Dans le canton d'Argovie, les services de secours sont organisés de manière à ce que, en cas d'alerte ou d'annonce, selon les indications, des experts diplômés en soins d'anesthésie EPD ES ayant suivi une formation d'ambulancier diplômé ES (désigné par IA/A) puissent être appelés en plus pour prendre en charge les personnes en détresse avec les compétences médicales élargies de la médecine d'urgence. Comme le canton d'Argovie ne dispose pas d'un système de médecin d'urgence pour la prise en charge des patients, un médecin urgentiste peut, si nécessaire, être appelé sur le lieu d'intervention via le sauvetage aérien. En outre, il est possible de faire appel à un médecin de garde en arrière-plan à titre de consultant, qui peut fournir un soutien téléphonique. La procédure d'intervention auprès d'un patient en urgence est réglée au niveau cantonal par la liste d'indication des médecins d'urgence (2). Les IA/A contribuent à une prise en charge sûre des patients. Il leur incombe de prendre en charge rapidement les patients en danger vital dont l'état médical est critique et de les orienter vers les spécialistes appropriés dans l’établissement de destination adéquat. Les IA/A exercent leurs fonctions de manière complémentaire: d'une part en tant qu’ambulanciers diplômés ES et d'autre part en tant qu'experts diplômés en soins d'anesthésie EPD ES avec des compétences élargies dans le domaine de la gestion des voies respiratoires et du système cardio-vasculaire. Ils constituent ainsi une ressource importante pour une prise en charge sûre des patients.

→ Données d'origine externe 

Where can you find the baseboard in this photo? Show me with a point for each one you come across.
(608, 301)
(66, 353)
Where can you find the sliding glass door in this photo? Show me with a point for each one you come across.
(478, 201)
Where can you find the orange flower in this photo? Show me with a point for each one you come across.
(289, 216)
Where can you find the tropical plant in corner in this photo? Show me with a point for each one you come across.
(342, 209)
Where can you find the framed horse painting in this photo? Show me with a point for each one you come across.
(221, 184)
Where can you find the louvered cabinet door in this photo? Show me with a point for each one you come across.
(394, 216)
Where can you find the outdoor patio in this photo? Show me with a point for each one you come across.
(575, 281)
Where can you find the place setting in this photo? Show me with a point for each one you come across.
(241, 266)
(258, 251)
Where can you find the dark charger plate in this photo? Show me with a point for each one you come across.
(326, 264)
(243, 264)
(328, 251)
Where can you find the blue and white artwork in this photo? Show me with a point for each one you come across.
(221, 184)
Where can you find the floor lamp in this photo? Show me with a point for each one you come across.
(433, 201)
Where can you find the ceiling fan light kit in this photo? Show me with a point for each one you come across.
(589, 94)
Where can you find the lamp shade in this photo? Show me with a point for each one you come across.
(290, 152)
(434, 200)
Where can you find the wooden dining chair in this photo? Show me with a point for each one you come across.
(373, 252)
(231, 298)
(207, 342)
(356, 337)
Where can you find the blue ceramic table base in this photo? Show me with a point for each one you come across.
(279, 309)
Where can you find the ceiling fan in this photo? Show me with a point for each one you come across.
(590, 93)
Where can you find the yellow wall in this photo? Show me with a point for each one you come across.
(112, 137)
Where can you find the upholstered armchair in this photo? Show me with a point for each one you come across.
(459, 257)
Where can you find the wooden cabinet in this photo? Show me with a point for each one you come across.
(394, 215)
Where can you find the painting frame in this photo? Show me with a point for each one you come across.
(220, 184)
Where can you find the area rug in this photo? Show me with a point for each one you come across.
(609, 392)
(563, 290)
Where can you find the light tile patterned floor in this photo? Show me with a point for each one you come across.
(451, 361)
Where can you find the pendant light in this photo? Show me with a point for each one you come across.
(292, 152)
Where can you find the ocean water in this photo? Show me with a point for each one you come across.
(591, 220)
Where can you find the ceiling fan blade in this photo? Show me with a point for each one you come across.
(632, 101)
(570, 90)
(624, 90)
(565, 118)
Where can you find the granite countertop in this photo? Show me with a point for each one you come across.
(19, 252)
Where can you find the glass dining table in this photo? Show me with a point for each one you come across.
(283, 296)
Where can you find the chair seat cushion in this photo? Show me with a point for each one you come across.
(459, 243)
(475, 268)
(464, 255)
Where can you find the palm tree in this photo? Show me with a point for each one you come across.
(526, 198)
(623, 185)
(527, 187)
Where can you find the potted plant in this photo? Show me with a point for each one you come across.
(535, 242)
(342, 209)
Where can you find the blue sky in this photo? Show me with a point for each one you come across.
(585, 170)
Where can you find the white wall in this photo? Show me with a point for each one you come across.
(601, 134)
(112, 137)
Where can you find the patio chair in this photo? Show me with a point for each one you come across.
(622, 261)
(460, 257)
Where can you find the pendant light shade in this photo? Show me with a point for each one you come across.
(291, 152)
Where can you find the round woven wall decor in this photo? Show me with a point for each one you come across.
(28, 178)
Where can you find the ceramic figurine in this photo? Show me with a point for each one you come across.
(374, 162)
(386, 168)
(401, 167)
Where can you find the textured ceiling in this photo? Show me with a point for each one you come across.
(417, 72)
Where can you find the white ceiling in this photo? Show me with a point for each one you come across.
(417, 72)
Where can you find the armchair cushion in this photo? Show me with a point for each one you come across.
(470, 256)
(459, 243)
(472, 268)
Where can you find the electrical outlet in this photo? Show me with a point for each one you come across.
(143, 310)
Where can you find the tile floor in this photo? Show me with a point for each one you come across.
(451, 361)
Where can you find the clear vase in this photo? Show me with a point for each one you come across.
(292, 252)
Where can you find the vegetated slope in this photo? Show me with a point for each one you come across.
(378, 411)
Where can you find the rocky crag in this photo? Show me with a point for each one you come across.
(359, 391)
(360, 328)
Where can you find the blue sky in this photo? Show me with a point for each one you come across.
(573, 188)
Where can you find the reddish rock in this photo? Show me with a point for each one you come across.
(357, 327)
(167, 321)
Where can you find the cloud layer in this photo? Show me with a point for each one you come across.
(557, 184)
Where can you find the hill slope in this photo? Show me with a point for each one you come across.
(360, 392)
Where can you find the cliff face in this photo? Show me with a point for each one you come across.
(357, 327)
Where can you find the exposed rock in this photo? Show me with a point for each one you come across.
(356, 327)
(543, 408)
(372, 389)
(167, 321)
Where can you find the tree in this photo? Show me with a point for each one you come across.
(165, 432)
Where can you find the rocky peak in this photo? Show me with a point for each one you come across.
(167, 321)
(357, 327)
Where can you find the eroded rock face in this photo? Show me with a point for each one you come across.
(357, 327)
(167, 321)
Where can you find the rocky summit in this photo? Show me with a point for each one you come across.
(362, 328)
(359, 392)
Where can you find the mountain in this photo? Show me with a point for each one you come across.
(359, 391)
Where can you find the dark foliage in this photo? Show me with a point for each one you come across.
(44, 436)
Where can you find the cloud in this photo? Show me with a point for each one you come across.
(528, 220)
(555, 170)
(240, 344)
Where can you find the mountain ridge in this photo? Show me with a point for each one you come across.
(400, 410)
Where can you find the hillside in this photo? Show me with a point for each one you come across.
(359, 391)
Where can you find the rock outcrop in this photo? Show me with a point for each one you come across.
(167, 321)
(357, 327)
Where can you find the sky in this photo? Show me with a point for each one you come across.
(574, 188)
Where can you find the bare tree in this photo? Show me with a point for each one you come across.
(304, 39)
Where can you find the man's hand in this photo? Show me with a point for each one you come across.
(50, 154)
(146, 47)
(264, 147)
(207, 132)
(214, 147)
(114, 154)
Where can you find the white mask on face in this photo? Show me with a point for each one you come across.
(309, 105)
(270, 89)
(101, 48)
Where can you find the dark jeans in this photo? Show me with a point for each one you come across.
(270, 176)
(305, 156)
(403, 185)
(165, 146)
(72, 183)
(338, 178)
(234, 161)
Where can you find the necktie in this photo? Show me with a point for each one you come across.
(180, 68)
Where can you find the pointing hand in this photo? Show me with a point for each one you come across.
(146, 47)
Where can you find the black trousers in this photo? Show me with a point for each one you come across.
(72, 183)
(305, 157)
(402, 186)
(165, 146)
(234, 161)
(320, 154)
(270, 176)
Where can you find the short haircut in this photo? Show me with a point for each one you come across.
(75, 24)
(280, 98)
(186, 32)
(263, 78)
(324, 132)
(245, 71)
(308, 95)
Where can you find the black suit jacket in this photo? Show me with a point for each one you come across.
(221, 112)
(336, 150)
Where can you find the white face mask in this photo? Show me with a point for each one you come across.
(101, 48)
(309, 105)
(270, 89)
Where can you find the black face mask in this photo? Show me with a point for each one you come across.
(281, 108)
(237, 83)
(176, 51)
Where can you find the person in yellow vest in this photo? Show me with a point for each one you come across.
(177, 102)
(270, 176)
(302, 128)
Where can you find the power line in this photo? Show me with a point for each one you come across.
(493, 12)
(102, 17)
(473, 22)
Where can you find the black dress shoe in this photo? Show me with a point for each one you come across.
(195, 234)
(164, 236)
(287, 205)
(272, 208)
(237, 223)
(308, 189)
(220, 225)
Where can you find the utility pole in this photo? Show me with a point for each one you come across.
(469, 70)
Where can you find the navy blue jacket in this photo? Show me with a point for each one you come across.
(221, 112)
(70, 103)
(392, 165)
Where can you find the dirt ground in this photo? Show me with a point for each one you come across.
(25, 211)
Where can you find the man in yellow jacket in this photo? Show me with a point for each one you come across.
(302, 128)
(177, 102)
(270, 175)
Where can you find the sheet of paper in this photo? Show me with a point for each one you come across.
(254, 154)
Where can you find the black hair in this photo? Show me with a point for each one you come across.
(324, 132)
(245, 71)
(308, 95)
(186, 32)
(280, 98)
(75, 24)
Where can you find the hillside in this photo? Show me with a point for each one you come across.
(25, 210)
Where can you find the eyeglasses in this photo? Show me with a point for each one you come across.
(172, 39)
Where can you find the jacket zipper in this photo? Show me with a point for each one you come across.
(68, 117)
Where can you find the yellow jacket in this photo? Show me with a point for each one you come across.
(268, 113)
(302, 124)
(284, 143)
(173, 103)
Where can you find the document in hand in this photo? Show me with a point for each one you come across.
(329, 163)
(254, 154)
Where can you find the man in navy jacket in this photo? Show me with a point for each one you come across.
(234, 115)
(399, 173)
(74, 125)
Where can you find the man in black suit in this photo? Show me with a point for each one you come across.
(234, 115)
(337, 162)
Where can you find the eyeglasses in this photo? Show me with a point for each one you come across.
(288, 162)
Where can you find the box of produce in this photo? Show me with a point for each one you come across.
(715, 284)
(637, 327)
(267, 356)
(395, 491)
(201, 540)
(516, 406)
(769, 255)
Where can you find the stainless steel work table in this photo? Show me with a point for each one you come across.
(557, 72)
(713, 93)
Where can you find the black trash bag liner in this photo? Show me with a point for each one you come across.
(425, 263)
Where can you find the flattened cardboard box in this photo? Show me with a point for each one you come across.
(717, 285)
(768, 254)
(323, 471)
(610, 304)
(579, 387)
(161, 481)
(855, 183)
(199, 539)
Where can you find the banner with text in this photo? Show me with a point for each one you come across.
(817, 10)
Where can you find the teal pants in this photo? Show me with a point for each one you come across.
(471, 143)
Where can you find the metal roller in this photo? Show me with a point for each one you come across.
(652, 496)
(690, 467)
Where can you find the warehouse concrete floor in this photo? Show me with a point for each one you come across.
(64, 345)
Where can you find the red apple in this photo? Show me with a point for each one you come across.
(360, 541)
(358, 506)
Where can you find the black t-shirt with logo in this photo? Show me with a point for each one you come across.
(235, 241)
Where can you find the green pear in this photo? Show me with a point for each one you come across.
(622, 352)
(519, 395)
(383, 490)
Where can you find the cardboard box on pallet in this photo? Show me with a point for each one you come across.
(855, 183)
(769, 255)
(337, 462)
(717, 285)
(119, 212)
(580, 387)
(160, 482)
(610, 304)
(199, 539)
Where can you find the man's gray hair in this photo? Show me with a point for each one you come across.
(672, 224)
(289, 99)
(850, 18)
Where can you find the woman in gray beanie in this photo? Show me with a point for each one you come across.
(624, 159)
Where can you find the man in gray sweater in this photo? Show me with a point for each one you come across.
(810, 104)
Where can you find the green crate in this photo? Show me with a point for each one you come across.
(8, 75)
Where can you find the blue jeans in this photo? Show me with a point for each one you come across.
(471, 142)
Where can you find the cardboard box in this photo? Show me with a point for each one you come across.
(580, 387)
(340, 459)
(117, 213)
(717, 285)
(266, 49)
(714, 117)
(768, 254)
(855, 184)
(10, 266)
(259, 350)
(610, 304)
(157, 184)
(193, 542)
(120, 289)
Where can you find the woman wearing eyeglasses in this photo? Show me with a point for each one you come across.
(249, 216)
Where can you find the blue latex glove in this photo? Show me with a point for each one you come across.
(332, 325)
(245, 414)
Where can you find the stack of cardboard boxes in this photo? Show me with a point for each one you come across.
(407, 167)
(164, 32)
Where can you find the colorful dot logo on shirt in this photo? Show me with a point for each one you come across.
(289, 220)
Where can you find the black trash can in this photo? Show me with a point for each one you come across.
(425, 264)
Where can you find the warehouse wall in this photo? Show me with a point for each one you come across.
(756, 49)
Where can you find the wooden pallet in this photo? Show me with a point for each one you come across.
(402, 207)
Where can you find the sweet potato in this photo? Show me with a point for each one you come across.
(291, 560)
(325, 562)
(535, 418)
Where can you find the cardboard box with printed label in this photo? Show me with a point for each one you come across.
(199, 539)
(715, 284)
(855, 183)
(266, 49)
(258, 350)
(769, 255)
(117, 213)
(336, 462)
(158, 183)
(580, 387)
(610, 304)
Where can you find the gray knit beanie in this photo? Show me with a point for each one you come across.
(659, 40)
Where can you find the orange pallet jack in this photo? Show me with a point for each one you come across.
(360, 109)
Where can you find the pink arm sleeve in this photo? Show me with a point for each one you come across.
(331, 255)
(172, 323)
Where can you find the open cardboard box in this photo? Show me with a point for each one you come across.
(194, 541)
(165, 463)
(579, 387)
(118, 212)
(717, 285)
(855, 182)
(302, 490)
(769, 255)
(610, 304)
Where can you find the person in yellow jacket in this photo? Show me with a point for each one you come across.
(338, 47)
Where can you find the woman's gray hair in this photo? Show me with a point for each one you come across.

Les compétences d'un IA/A dans la prise en charge (préhospitalière) des patients sont les suivantes Gestion améliorée des voies respiratoires et induction de l'anesthésie dans un environnement préhospitalier et inhospitalier Gestion des voies respiratoires difficiles, des chocs et des liquides ainsi que maniement des catécholamines Gestion des arythmies importantes sur le plan hémodynamique Administration d'anesthésiques et d'analgésiques dans des situations complexes Transfert de patients en état critique vers un hôpital central
Présentation d'une intervention concrète
Pour illustrer le travail d'un IA/A, j'aimerais décrire le cas suivant: L'intervention a été annoncée un soir à 21h56. Pour l'intervention, l’équipe convoquée est composée d'un ambulancier diplômé ES avec une formation complémentaire en soins d'urgence EPD ES et de moi-même en tant qu'expert diplômé en soins d'anesthésie EPD ES avec une formation complémentaire d'ambulancier. Dans ce cas, j'ai pris la direction de l'intervention, même si, sur la base de l’annonce, il n'y avait pas d'indication pour une intervention anesthésiologique. Nous sommes appelés pour un patient de sexe masculin souffrant de dyspnée aiguë. Le patient, âgé de 20 ans, se trouve dans un établissement pénitentiaire fermé. Nous ne recevons aucune information supplémentaire jusqu'à notre arrivée sur place. Le trajet depuis notre poste de garde extérieur avec signaux d’urgence dure quelques minutes. Deux minutes supplémentaires sont nécessaires pour nous faire entrer dans la prison par les grandes portes. Une fois les portes franchies, nous sommes directement accompagnés à la cellule du patient. Aucun danger n'est visible pour nous. De plus, il y a suffisamment d'agents pénitentiaires dans les couloirs pour que nous puissions nous rendre auprès du patient sans autre forme de protection. La police est aussi convoquée – comme c'est habituellement le cas lors d'interventions en prison. Elle n'arrive toutefois qu'après nous. Le patient se trouve dans sa cellule. Les locaux sont étroits, mais il y a suffisamment de place pour travailler en toute sécurité.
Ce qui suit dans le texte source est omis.